RE: RE: Re: Is Basque IE?
> AsI told before, gizon is a straightforward loanword from Celtic (Gaulish) *gdonjo- 'man', so there's no place here for on 'good'.
>Like Gianfranco, you ignore what your simplistic theory cannot explain, namely the combining form _giza-_.
>Simple. First, Basque gizon drops the final nasal, giving **gizo-, whose combinatory variant is regularly giza- (most nouns in -o and -e have combinatory variants in -a).
Positing a compound from an extraterrestial *giza- and on 'good' does no good. Please notice this has nothing to do with the origin of the latter, which I agree it can't be Latin bonu-.
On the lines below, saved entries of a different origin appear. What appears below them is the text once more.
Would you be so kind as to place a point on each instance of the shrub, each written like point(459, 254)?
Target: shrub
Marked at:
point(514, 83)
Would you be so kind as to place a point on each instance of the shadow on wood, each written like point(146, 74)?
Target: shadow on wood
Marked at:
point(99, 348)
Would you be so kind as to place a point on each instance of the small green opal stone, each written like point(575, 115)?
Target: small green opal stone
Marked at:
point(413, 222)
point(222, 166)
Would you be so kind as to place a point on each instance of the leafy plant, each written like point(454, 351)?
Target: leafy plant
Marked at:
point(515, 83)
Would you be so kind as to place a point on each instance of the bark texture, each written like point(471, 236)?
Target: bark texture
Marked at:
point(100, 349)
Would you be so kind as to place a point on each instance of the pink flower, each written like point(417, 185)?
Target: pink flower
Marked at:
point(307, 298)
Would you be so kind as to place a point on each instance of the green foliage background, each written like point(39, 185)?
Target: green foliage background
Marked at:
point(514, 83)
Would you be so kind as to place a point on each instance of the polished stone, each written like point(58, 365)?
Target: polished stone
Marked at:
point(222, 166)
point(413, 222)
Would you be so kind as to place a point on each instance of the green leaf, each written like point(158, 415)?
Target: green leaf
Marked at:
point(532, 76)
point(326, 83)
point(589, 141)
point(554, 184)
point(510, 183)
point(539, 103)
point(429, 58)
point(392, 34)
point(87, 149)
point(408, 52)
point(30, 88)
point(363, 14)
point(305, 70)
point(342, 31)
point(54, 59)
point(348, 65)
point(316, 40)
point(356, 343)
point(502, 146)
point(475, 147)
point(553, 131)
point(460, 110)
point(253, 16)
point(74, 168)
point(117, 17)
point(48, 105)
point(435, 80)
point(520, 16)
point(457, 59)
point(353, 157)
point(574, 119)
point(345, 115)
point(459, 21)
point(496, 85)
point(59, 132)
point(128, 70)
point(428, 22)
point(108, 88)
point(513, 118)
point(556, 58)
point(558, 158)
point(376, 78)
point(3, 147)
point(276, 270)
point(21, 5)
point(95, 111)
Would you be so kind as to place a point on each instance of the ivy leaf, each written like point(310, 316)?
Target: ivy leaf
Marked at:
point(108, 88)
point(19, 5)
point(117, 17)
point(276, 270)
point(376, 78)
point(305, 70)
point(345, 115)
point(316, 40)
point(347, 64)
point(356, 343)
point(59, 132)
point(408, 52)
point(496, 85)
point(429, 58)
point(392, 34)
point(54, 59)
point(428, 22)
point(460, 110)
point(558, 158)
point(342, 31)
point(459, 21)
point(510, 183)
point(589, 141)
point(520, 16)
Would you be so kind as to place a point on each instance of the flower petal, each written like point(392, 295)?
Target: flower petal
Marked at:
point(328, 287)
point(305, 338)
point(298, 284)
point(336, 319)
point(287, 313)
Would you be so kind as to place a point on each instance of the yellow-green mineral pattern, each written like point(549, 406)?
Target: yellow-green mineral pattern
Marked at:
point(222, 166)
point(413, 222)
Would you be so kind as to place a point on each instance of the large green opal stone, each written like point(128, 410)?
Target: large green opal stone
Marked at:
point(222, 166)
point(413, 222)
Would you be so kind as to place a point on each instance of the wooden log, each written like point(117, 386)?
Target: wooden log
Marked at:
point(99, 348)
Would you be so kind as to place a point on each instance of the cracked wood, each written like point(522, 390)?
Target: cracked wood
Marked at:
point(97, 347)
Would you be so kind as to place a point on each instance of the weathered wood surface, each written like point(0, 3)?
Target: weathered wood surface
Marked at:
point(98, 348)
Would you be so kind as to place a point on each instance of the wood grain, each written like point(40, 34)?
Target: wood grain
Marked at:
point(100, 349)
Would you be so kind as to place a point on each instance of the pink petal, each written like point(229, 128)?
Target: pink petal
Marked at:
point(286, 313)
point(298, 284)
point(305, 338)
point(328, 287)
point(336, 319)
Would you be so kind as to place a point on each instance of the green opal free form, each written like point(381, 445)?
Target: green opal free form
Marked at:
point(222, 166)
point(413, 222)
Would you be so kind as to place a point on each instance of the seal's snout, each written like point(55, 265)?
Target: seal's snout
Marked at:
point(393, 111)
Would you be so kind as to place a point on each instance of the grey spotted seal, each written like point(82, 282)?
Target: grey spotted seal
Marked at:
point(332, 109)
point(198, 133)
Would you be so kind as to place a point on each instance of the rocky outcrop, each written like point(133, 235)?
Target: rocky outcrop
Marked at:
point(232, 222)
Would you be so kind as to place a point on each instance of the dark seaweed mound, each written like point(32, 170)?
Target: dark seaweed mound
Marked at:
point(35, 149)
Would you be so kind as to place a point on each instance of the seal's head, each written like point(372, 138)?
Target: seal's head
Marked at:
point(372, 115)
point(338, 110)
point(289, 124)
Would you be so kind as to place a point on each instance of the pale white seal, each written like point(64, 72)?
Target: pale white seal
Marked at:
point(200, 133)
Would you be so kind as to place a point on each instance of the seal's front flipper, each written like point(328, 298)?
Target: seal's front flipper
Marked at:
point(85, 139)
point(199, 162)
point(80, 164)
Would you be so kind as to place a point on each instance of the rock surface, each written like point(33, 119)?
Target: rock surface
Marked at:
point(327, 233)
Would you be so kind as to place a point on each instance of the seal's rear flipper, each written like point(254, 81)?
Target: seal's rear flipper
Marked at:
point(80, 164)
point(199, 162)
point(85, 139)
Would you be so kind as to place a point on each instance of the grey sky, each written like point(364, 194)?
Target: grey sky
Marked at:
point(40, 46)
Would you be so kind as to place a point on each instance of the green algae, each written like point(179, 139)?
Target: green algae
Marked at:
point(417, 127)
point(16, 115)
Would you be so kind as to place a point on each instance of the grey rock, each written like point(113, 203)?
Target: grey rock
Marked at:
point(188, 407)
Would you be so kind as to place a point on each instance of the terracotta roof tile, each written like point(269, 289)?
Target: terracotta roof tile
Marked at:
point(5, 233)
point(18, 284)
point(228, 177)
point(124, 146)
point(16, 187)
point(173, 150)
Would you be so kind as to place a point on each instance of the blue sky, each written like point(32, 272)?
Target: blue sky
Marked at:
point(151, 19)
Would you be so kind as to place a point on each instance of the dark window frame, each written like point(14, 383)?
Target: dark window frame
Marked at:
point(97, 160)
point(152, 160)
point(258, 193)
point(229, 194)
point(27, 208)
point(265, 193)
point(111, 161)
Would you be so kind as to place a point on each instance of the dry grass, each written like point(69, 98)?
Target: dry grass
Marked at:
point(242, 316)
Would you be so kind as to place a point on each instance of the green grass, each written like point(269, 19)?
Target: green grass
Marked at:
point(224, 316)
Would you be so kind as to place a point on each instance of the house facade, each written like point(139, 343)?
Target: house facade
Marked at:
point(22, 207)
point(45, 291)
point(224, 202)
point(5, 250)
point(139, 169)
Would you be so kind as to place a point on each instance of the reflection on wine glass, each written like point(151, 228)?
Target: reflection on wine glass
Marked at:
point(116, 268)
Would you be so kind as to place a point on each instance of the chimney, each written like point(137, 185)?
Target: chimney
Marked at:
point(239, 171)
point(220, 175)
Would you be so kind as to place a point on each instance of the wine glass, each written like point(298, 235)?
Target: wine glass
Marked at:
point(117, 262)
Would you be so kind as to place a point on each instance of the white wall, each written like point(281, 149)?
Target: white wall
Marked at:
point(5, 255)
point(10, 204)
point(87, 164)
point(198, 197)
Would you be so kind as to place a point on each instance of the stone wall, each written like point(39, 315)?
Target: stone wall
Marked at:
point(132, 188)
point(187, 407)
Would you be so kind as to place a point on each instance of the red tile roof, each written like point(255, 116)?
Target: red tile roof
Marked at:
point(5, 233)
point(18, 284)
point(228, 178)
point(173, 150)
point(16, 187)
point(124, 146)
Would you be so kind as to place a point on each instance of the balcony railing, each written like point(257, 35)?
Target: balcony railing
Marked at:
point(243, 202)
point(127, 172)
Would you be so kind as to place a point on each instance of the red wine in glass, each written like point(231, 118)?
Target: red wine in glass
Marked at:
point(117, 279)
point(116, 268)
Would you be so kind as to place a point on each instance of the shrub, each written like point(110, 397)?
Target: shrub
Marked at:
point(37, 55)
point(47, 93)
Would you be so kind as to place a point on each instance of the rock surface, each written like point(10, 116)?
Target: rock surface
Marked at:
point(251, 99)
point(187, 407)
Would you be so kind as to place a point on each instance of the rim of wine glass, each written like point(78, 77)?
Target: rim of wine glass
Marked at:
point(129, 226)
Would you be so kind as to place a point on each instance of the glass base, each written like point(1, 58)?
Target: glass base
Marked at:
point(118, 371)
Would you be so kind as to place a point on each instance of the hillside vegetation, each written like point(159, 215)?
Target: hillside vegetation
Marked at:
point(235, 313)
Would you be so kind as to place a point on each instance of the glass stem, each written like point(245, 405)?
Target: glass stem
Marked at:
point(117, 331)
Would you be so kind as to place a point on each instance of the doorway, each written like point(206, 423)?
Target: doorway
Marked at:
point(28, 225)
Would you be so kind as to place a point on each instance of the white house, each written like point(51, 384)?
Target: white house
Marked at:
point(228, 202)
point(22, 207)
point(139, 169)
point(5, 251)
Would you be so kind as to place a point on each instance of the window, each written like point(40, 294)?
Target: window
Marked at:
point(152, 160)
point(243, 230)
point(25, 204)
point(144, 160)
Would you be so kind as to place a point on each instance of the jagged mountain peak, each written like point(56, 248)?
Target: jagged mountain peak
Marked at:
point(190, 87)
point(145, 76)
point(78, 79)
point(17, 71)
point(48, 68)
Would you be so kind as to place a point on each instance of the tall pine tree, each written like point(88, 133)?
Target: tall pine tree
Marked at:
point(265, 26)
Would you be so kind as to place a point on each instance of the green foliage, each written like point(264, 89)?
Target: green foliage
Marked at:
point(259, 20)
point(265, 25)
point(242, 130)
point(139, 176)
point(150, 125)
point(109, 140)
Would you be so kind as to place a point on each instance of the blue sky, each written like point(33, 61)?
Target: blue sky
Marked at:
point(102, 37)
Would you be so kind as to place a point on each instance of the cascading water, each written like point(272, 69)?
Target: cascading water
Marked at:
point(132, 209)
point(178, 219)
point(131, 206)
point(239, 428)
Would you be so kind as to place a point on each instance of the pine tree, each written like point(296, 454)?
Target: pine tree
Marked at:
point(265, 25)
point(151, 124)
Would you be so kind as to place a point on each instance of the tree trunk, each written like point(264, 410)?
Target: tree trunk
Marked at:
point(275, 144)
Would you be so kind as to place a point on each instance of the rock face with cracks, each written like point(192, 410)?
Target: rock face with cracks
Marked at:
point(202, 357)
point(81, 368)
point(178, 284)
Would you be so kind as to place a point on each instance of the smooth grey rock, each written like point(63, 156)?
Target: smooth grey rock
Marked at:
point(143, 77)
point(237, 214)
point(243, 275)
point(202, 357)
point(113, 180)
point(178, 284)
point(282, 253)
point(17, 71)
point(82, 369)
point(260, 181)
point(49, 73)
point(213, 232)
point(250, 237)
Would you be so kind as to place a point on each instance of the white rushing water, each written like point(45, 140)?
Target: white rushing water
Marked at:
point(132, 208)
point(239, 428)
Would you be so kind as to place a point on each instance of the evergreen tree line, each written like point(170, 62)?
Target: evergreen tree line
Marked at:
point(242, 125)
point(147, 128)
However, there're some reare cases of Basque /r/ arising from gemination of /R/, as in larre 'meadow; heath; uncultivated land, desert', a loanword from Celtic (Gaulish) *landa: 'heath, moor' > *lanna > larra > larre.
>That is, the shift /nn/ > /RR/ happened in Paleo-Basque.
But _landa_ 'campo, pieza de terreno' occurs widely in Basque (Bisc., Guip., Aezc., Lab., High & Low Nav., Ronc.) and appears to continue Gaul. *landa: directly.
>I think this is from a different Celtic word *landa: '(enclosed) field, plot of land', homonymous to Gaulish *landa: 'heath', Cornish lan, Breton lann 'heath, steppe', which would require a Celtic protoform *Flanda: (cfr. Gascon branda, brana 'heath'). Unfortunately, Celtic specialists conflated both.
> Moreover a Late Gaul. *lanna would have given Bq. *lana, since Latin _anno:na_ gives Bq. _anoa_.Actually, nn > n isn't a Paleo-Basque but a Vasco-Romance development shared by Gascon, where we find lana.